Pressemitteilung 32/2004 | 02.04.2003

Ein Turm als Traum: Stadt Luxemburg schenkt Trier
eine begehbare Skulptur aus Corten-Stahl

Geschenke beleben bekanntermaßen die Freundschaft. Getreu nach diesem Sprichwort hat Trier am späten Freitagnachmittag von der Stadt Luxemburg ein Präsent erhalten, das auf dem Gelände der Landesgartenschau Trier 2004 (LGS) bereits vor seiner Fertigstellung als Wahrzeichen fungiert. 16 Meter hoch, 25 Meter breit, 100 Tonnen schwer und knapp 400.000 Euro teuer: Das sind die Eckdaten des „Turm Luxemburg“. Ganz bewusst beschreibt der renommierte Luxemburger Architekt François Valentiny das rostige Bauwerk aus Corten-Stahl lieber als eine „begehbare Skulptur“. „Ein Turm wurde früher gebaut, um Ausschau nach Feinden zu halten“, erläuterte Valentiny während der feierlichen Übergabe, an der zahlreiche Prominente aus der Politik teilnahmen. Jetzt soll der „Turm Luxemburg“ als Zeichen der Freundschaft im Herzen Europas sein. Insgesamt fünf Plattformen erschließen den Weg nach oben auf dem obersten Plateau erschließt sich dem Besucher der Blick nach dem Nachbarland. Der „Turm Luxemburg“ ist nicht nur für die Landesgartenschau konzipiert und gebaut worden. Auch nach dem Großereignis, wenn auf dem Petrisberg ein modernes Wohn- und Arbeitsquartier entsteht, wird die Skulptur zu begehen sein.

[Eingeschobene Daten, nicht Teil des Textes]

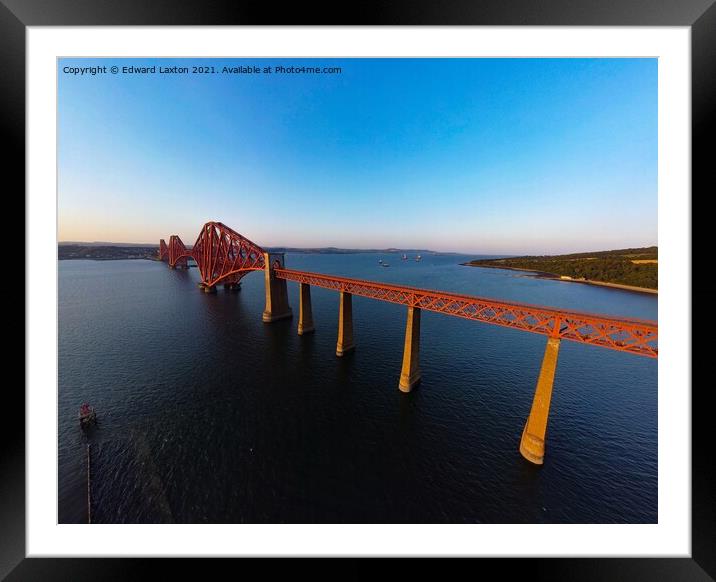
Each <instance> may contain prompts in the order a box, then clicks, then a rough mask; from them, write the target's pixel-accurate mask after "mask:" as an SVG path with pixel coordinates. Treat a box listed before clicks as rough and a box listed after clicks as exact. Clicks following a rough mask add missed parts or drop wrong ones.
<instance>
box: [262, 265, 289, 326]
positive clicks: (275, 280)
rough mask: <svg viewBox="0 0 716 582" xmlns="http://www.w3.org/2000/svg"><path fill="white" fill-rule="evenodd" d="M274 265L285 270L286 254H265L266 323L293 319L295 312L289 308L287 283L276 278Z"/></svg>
mask: <svg viewBox="0 0 716 582" xmlns="http://www.w3.org/2000/svg"><path fill="white" fill-rule="evenodd" d="M274 263H277V265H278V266H279V267H280V268H283V266H284V254H283V253H264V278H265V281H266V309H264V314H263V318H262V319H263V321H264V323H271V322H272V321H278V320H279V319H287V318H289V317H293V312H292V311H291V308H290V307H289V306H288V290H287V288H286V281H285V279H278V278H277V277H276V275H275V273H274Z"/></svg>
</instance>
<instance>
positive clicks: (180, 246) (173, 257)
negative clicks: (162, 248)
mask: <svg viewBox="0 0 716 582" xmlns="http://www.w3.org/2000/svg"><path fill="white" fill-rule="evenodd" d="M191 256H192V254H191V251H190V250H188V249H187V248H186V247H185V246H184V243H183V242H182V240H181V239H180V238H179V237H178V236H177V235H175V234H173V235H171V236H170V237H169V266H170V267H176V266H177V265H182V266H184V267H186V265H187V262H186V261H187V259H188V258H189V257H191Z"/></svg>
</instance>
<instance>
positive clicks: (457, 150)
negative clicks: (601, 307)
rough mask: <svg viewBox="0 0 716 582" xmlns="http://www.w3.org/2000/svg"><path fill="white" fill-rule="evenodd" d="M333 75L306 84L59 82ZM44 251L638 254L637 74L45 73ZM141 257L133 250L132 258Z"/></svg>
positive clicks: (546, 59) (601, 70) (105, 60)
mask: <svg viewBox="0 0 716 582" xmlns="http://www.w3.org/2000/svg"><path fill="white" fill-rule="evenodd" d="M279 63H280V64H283V65H289V66H290V65H306V66H340V67H341V69H342V72H341V74H320V75H310V74H303V75H300V74H299V75H296V74H293V75H291V74H283V75H276V74H272V75H245V74H244V75H236V74H234V75H232V74H212V75H129V74H118V75H96V76H93V75H81V76H80V75H72V74H68V73H64V72H63V69H64V68H65V67H68V66H69V67H78V66H82V67H87V66H96V65H104V66H108V67H110V66H112V65H115V64H116V65H118V66H120V67H121V66H123V65H124V66H126V65H128V64H133V65H135V66H152V65H163V66H174V65H179V66H189V67H191V66H192V65H203V66H207V65H208V66H214V67H219V68H220V67H222V66H224V65H227V66H236V65H239V64H240V65H248V64H251V65H258V66H261V67H264V66H275V65H276V64H279ZM58 67H59V70H58V75H59V85H58V95H59V97H58V144H59V148H58V198H59V200H58V210H59V218H58V238H59V241H60V242H63V241H72V242H98V241H99V242H112V243H113V244H119V243H130V244H151V245H156V244H158V242H159V239H160V238H164V239H165V240H168V238H169V236H170V235H171V234H178V235H179V236H180V237H181V238H182V240H183V241H184V242H185V244H187V245H191V244H193V242H194V240H195V238H196V235H197V233H198V232H199V229H200V228H201V225H202V224H204V223H205V222H206V221H208V220H218V221H221V222H223V223H224V224H226V225H227V226H230V227H231V228H233V229H234V230H236V231H238V232H240V233H241V234H243V235H245V236H246V237H248V238H249V239H251V240H253V241H255V242H256V243H257V244H260V245H261V246H266V247H297V248H300V247H303V248H309V247H314V248H315V247H338V248H354V249H371V248H374V249H384V248H391V247H392V248H405V249H408V248H413V249H430V250H434V251H439V252H458V253H465V254H497V255H502V254H510V255H528V254H530V255H541V254H569V253H578V252H592V251H595V252H596V251H598V250H613V249H621V248H630V247H648V246H656V245H657V61H656V59H281V60H277V59H146V60H145V59H60V61H59V64H58ZM149 241H153V242H149Z"/></svg>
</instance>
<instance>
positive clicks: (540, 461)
mask: <svg viewBox="0 0 716 582" xmlns="http://www.w3.org/2000/svg"><path fill="white" fill-rule="evenodd" d="M559 343H560V339H559V338H558V337H550V338H548V339H547V347H546V348H545V351H544V358H543V360H542V368H541V369H540V373H539V379H538V380H537V388H536V390H535V396H534V400H533V401H532V410H530V416H529V418H528V419H527V423H526V424H525V428H524V430H523V431H522V439H521V441H520V453H522V456H523V457H524V458H525V459H527V460H528V461H530V462H532V463H535V464H536V465H541V464H543V463H544V444H545V434H546V432H547V418H548V417H549V404H550V401H551V399H552V385H553V384H554V373H555V370H556V369H557V356H558V355H559Z"/></svg>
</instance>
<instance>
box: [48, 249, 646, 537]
mask: <svg viewBox="0 0 716 582" xmlns="http://www.w3.org/2000/svg"><path fill="white" fill-rule="evenodd" d="M379 258H382V259H384V260H386V261H388V262H389V263H390V267H389V268H382V267H381V266H380V265H379V263H378V259H379ZM472 258H475V257H474V256H471V257H463V256H457V255H427V256H423V260H422V261H420V262H416V261H414V260H409V261H401V260H400V255H394V254H383V255H375V254H351V255H322V254H288V255H287V257H286V264H287V266H288V267H290V268H295V269H305V270H311V271H316V272H321V273H329V274H336V275H344V276H351V277H358V278H365V279H373V280H380V281H386V282H392V283H402V284H406V285H411V286H416V287H425V288H429V289H441V290H445V291H453V292H459V293H467V294H472V295H480V296H485V297H493V298H497V299H504V300H513V301H524V302H528V303H536V304H542V305H550V306H555V307H561V308H566V309H577V310H581V311H589V312H594V313H605V314H611V315H621V316H626V317H639V318H646V319H654V320H655V319H656V318H657V298H656V297H655V296H652V295H644V294H638V293H633V292H627V291H620V290H613V289H605V288H600V287H594V286H589V285H581V284H576V283H569V282H560V281H552V280H545V279H538V278H533V277H530V276H528V275H526V274H525V273H520V272H515V271H504V270H497V269H483V268H475V267H466V266H461V265H459V263H461V262H463V261H466V260H469V259H472ZM198 281H199V278H198V273H197V270H196V269H190V270H188V271H182V270H176V271H172V270H169V269H167V267H166V265H165V264H163V263H158V262H152V261H144V260H137V261H61V262H60V263H59V339H60V341H59V394H58V396H59V398H58V400H59V418H58V427H59V435H58V446H59V467H58V471H59V493H58V494H59V516H58V517H59V521H60V522H84V521H86V518H87V516H86V482H85V478H86V473H85V443H86V442H87V441H86V439H85V437H84V436H83V435H82V433H81V431H80V430H79V427H78V424H77V417H76V415H77V410H78V408H79V406H80V404H81V403H82V402H84V401H88V402H90V403H91V404H92V405H94V406H95V408H96V410H97V411H98V414H99V426H98V428H97V430H96V431H94V433H93V434H92V435H91V437H90V441H91V443H92V463H93V474H92V498H93V507H92V515H93V521H96V522H188V523H203V522H207V523H242V522H252V523H259V522H271V523H279V522H296V523H307V522H323V523H326V522H330V523H382V522H400V523H423V522H424V523H440V522H451V523H457V522H473V523H474V522H488V523H522V522H570V523H600V522H620V523H621V522H632V523H634V522H640V523H655V522H656V521H657V362H656V360H652V359H648V358H643V357H638V356H634V355H630V354H625V353H620V352H614V351H611V350H606V349H602V348H597V347H594V346H586V345H578V344H574V343H572V342H566V341H565V342H562V346H561V349H560V355H559V364H558V368H557V374H556V378H555V385H554V394H553V398H552V408H551V414H550V420H549V427H548V433H547V452H546V459H545V464H544V465H543V466H541V467H537V466H535V465H532V464H530V463H528V462H527V461H525V460H524V459H523V458H522V457H521V455H520V454H519V451H518V447H519V440H520V436H521V433H522V428H523V426H524V423H525V420H526V418H527V416H528V414H529V410H530V406H531V401H532V396H533V393H534V387H535V381H536V379H537V374H538V372H539V366H540V363H541V359H542V354H543V351H544V345H545V338H544V337H542V336H538V335H534V334H530V333H525V332H520V331H517V330H512V329H505V328H501V327H497V326H490V325H485V324H481V323H476V322H472V321H467V320H463V319H459V318H455V317H449V316H445V315H440V314H435V313H430V312H423V314H422V315H423V316H422V329H421V352H420V358H421V369H422V383H421V385H420V386H419V387H418V388H417V389H416V390H415V391H413V392H412V393H410V394H403V393H401V392H400V391H399V390H398V379H399V376H400V365H401V359H402V347H403V335H404V329H405V315H406V309H405V307H403V306H400V305H394V304H390V303H383V302H378V301H374V300H370V299H367V298H361V297H355V298H354V299H353V312H354V327H355V331H354V333H355V340H356V344H357V349H356V350H355V352H354V353H353V354H351V355H350V356H348V357H345V358H337V357H336V356H335V344H336V338H337V318H338V295H337V293H335V292H332V291H328V290H323V289H318V288H314V289H312V297H313V313H314V320H315V324H316V332H315V334H311V335H308V336H303V337H299V336H298V335H297V334H296V325H297V323H298V286H297V285H295V284H293V283H289V284H288V288H289V299H290V302H291V306H292V307H293V311H294V319H293V320H290V321H281V322H276V323H273V324H270V325H267V324H264V323H263V322H262V321H261V313H262V311H263V308H264V283H263V277H262V275H261V274H260V273H252V274H250V275H248V276H247V277H245V278H244V280H243V285H242V290H241V292H240V293H237V294H231V293H228V292H224V291H223V290H222V289H219V292H218V293H217V294H216V295H207V294H204V293H201V292H199V291H198V289H197V283H198Z"/></svg>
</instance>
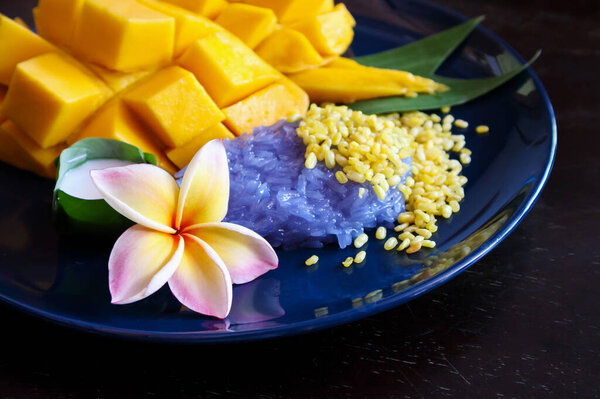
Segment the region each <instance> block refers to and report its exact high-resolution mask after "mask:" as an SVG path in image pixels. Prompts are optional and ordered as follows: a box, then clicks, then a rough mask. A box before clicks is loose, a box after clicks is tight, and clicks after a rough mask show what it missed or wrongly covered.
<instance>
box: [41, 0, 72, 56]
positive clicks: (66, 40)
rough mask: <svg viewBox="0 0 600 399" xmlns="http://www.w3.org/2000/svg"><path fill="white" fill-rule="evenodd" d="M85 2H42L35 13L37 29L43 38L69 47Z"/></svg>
mask: <svg viewBox="0 0 600 399" xmlns="http://www.w3.org/2000/svg"><path fill="white" fill-rule="evenodd" d="M83 2H84V0H40V1H39V2H38V6H37V8H36V9H35V12H34V13H33V16H34V21H35V28H36V30H37V32H38V33H39V34H40V36H42V37H43V38H45V39H47V40H49V41H50V42H52V43H54V44H56V45H58V46H61V47H69V46H70V45H71V39H72V37H73V34H74V33H75V26H76V24H77V22H78V20H79V16H80V14H81V8H82V7H83Z"/></svg>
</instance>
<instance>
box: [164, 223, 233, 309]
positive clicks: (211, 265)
mask: <svg viewBox="0 0 600 399" xmlns="http://www.w3.org/2000/svg"><path fill="white" fill-rule="evenodd" d="M183 237H184V239H185V251H184V255H183V259H182V261H181V264H180V265H179V267H178V268H177V271H175V273H174V274H173V276H172V277H171V278H170V279H169V287H170V288H171V291H172V292H173V295H175V297H176V298H177V299H178V300H179V302H181V303H182V304H184V305H185V306H187V307H188V308H190V309H191V310H193V311H194V312H198V313H202V314H205V315H209V316H215V317H218V318H221V319H224V318H225V317H227V315H228V314H229V311H230V309H231V302H232V295H233V294H232V291H233V290H232V286H231V277H230V276H229V272H228V271H227V267H225V264H224V263H223V261H222V260H221V258H219V255H217V253H216V252H215V251H213V250H212V248H210V246H209V245H208V244H207V243H205V242H204V241H202V240H200V239H199V238H197V237H194V236H192V235H189V234H183Z"/></svg>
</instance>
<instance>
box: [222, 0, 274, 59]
mask: <svg viewBox="0 0 600 399" xmlns="http://www.w3.org/2000/svg"><path fill="white" fill-rule="evenodd" d="M215 22H216V23H218V24H219V25H221V26H222V27H224V28H225V29H227V30H228V31H230V32H232V33H233V34H234V35H236V36H237V37H238V38H240V39H241V40H242V41H243V42H244V43H246V45H247V46H248V47H250V48H252V49H253V48H255V47H256V46H258V44H259V43H260V42H262V41H263V40H264V39H265V38H266V37H267V36H269V34H271V32H273V31H274V30H275V27H276V26H277V17H276V16H275V13H274V12H273V10H270V9H268V8H263V7H256V6H251V5H248V4H241V3H237V4H230V5H228V6H227V7H225V8H224V9H223V12H222V13H221V14H220V15H219V17H218V18H217V19H216V20H215Z"/></svg>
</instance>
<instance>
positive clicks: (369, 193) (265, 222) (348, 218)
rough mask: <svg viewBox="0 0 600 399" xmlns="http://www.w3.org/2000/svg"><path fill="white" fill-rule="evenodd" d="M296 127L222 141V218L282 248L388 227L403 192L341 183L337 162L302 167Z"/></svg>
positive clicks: (337, 242)
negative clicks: (227, 183)
mask: <svg viewBox="0 0 600 399" xmlns="http://www.w3.org/2000/svg"><path fill="white" fill-rule="evenodd" d="M297 127H298V123H285V122H283V121H282V122H278V123H276V124H275V125H273V126H270V127H259V128H256V129H254V133H253V134H252V135H249V134H244V135H242V136H240V137H237V138H235V139H233V140H226V141H225V149H226V151H227V159H228V161H229V172H230V181H231V189H230V195H229V211H228V213H227V216H226V218H225V221H226V222H230V223H236V224H240V225H242V226H245V227H248V228H249V229H252V230H254V231H255V232H257V233H258V234H260V235H261V236H263V237H264V238H266V239H267V241H269V243H270V244H271V245H272V246H273V247H282V248H284V249H289V248H296V247H304V248H321V247H323V246H324V245H325V244H329V243H333V242H336V241H337V243H338V245H339V246H340V247H341V248H345V247H346V246H348V245H350V244H351V243H352V240H353V239H354V238H355V237H356V236H358V235H359V234H360V233H362V232H363V229H364V228H373V227H376V226H381V225H383V226H387V227H391V226H392V225H393V222H394V221H395V220H396V218H397V216H398V214H400V213H401V212H403V211H404V209H405V207H404V196H403V195H402V193H401V192H400V191H399V190H397V189H396V188H390V190H389V191H388V194H387V196H386V198H385V199H384V200H381V199H379V198H378V197H377V195H376V194H375V193H374V191H373V188H372V186H371V185H370V184H369V183H364V184H358V183H355V182H352V181H349V182H348V183H346V184H340V183H339V182H338V181H337V179H336V177H335V172H336V171H338V170H339V169H338V168H337V167H336V168H335V169H328V168H327V167H326V166H325V165H324V163H323V162H319V163H317V166H316V167H315V168H314V169H306V168H305V167H304V162H305V159H304V153H305V151H306V147H305V146H304V143H303V142H302V139H300V138H299V137H298V136H297V134H296V128H297ZM404 162H410V159H407V160H405V161H404ZM179 175H181V174H179ZM407 176H408V174H407V175H406V176H404V178H403V179H402V180H403V182H404V181H405V179H406V177H407ZM361 187H364V189H365V190H364V194H363V196H362V198H360V197H359V195H358V193H359V188H361Z"/></svg>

Die Geschichte der Freundschaft zwischen der Stadt Luxemburg und Trier ist mit diesem Akt um ein weiteres Kapitel reicher. „Es handelt sich hier um ein besonderes Geschenk“, betonte der Trierer Oberbürgermeister Helmut Schröer. Vor allem die ältere Generation habe in dieser Region schwere Zeiten erlebt. Daher sei dieser Turm als Traum zu bewerten. Auch Paul Helminger, Schröers Amtskollege aus der Hauptstadt des Großherzogtums unterstrich die Freundschaft und ist davon überzeugt, „dass noch viele Besucher auf der Landesgartenschau Freude haben werden den Turm zu besteigen.“ Der Staatssekretär im rheinland-pfälzischen Wirtschaftsministerium, Günter Eymael, sprach von einem „kleinen europäischen Festakt.“ „Wir sind hier in einer Vorzeigeregion“, sagte der Gast aus Mainz. „Zwischen Luxemburg und Trier herrscht eine gute Zusammenarbeit in den Bereichen Politik, Kultur und Sport.“ Er sei davon überzeugt, dass die Luxemburger Beiträge auf dem LGS-Gelände zu den Höhepunkten während des größten rheinland-pfälzischen Events dieses Jahres zählen werden.

Das Nachbarland ist nach den Worten Schröers bei der Vergabe der zweiten rheinland-pfälzischen Landesgartenschau mitausschlaggebend gewesen. „Mit Luxemburg waren wir unschlagbar“, ist sich Schröer sicher. Die „Terra Mixta“, der Garten Luxemburg, ist ein Projekt des Luxemburger Gartenbauverbandes und soll auf einer Fläche von 13 mal 14 Metern das Großherzogtum darstellen. Außerdem gehört die Stadt Luxemburg zu einem der Außenstandorte der Landesgartenschau. Das Petruss-Tal im Herzen der Altstadt hat sich in eine attraktive Anlage verwandelt und soll somit Appetit auf das größte rheinland-pfälzische Event anno 2004 machen. Die Beteiligung an der Landesgartenschau ließ Luxemburg auch etwas kosten. Etwa 1,5 Millionen Euro investierte die Stadt in die Gesamtprojekte.